Le 2 décembre aura lieu à Sées, dans l'Orne, une vente aux enchères caritative où, parmi des lots très hétéroclites, figure une tête en pierre abusivement associée à Antoine Rabany et aux Barbus Müller (merci à Michel L'Egaré de me l'avoir signalée). Qu'on en juge ci-dessous:
Et de trois quart:
Pour comparer: un véritable Barbu Müller, à double face, attribuable (sans certitude, car sans preuve définitive) à Antoine Rabany, actuellement chez un collectionneur français (vente à Art Paris en 2018) ; les deux manières de faire les yeux par le sculpteur des "Barbus" figurent sur cette pièce double.
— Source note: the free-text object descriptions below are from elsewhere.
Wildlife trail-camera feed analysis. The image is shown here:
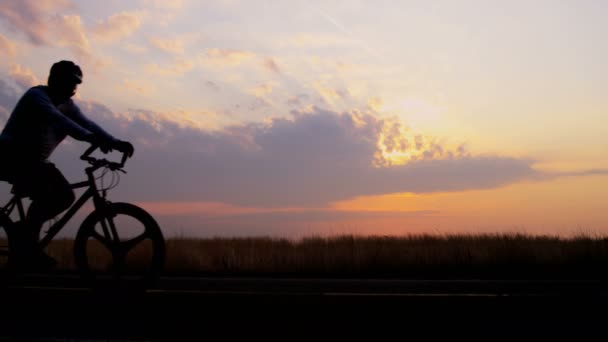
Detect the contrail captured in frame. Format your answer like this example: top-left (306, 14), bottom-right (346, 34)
top-left (316, 8), bottom-right (351, 36)
top-left (304, 1), bottom-right (385, 63)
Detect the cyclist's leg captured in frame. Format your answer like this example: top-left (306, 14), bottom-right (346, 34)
top-left (25, 162), bottom-right (75, 241)
top-left (11, 162), bottom-right (74, 268)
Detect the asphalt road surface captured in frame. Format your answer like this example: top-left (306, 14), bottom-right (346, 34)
top-left (1, 274), bottom-right (608, 340)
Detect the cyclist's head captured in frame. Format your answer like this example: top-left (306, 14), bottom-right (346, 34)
top-left (48, 60), bottom-right (82, 99)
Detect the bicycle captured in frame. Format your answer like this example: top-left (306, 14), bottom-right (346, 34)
top-left (0, 144), bottom-right (165, 289)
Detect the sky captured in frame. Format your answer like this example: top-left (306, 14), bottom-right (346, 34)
top-left (0, 0), bottom-right (606, 238)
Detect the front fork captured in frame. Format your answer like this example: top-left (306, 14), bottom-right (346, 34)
top-left (93, 192), bottom-right (119, 245)
top-left (94, 195), bottom-right (126, 274)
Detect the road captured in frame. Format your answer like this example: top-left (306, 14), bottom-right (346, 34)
top-left (1, 274), bottom-right (608, 340)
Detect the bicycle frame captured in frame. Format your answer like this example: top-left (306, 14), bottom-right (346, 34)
top-left (1, 161), bottom-right (113, 250)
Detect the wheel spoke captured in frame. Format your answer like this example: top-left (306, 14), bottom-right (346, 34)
top-left (122, 232), bottom-right (149, 252)
top-left (74, 203), bottom-right (165, 288)
top-left (90, 230), bottom-right (112, 250)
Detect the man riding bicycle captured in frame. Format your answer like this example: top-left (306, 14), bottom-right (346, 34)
top-left (0, 60), bottom-right (134, 271)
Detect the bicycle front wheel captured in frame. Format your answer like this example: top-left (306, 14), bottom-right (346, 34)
top-left (74, 202), bottom-right (165, 289)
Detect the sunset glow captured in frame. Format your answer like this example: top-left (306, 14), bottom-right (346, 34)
top-left (0, 0), bottom-right (606, 237)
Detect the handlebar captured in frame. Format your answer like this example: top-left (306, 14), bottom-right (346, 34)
top-left (80, 144), bottom-right (129, 172)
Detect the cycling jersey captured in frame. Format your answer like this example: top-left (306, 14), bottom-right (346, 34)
top-left (0, 85), bottom-right (116, 162)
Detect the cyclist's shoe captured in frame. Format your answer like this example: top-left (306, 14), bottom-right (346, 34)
top-left (10, 227), bottom-right (57, 272)
top-left (10, 250), bottom-right (57, 272)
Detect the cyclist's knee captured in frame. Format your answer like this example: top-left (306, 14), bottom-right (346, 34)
top-left (38, 186), bottom-right (74, 217)
top-left (55, 187), bottom-right (75, 212)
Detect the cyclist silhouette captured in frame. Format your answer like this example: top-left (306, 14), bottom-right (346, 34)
top-left (0, 60), bottom-right (134, 271)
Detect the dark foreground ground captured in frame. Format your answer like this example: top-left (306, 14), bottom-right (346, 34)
top-left (1, 275), bottom-right (608, 340)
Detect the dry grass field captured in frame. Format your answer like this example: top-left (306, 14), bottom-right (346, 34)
top-left (43, 233), bottom-right (608, 279)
Ainsi, on ne s'embête plus. N'importe quel amateur ou collectionneur peu au fait de ce à quoi ressemblent réellement les sculptures du corpus "Barbus Müller", peu au courant de mes publications diverses et variées sur le sujet, peut se permettre de qualifier de rabaniesco-barbu n'importe quel caillou sculpté représentant une tête stylisée. Ici, pourtant, pour ceux qui ont fréquenté le sujet un tant soit peu, on ne reconnaît aucun indice du style caractéristique des Barbus (aucune traçabilité non plus n'est donnée dans la fiche d'information hyper sommaire). Le nez n'est pas en goutte, au contraire sa pointe est ici triangulaire avec esquisse de narines, ce que l'on ne voit jamais chez les "Barbus". Les yeux de la tête de Sées paraissent avoir les paupières closes, ou bien ils sont seulement vides, alors que chez les "Barbus", ils sont soit proéminents, cernés de creux, soit troués. La bouche de Sées est ouverte, montrant des dents, dirait-on, sous des lèvres finement modelées, alors que chez les "Barbus" les lèvres sont beaucoup plus frustes, soit sommairement formées, soit épaisses... Bref, on n'est absolument pas en terrain "Barbus Müller", ici (auxquels, par surcroît, il faut toujours faire attention de ne pas systématiquement associer le nom d'Antoine Rabany, comme je l'ai déjà dit sur ce blog). Et le commissaire-priseur de cette vente – au profit d'œuvres catholiques semble-t-il (par la maison Orne Enchères SARL) –, s'il était un tant soit peu rigoureux, se devrait de retirer cette attribution plus que désinvolte. L'estimation donnée de "100-200€" est, en revanche, tout à fait adaptée à cette tête de pierre, qui devrait simplement être qualifiée de "sculpture populaire anonyme" (ce qui est peut-être moins vendeur, mais infiniment plus adapté à ce qui est su de son origine). D'ailleurs, si le commissaire-priseur qui a donné cette estimation croyait vraiment à sa billevesée sur l'attribution aux Barbus Müller, il n'aurait pas donné une estimation aussi ridicule.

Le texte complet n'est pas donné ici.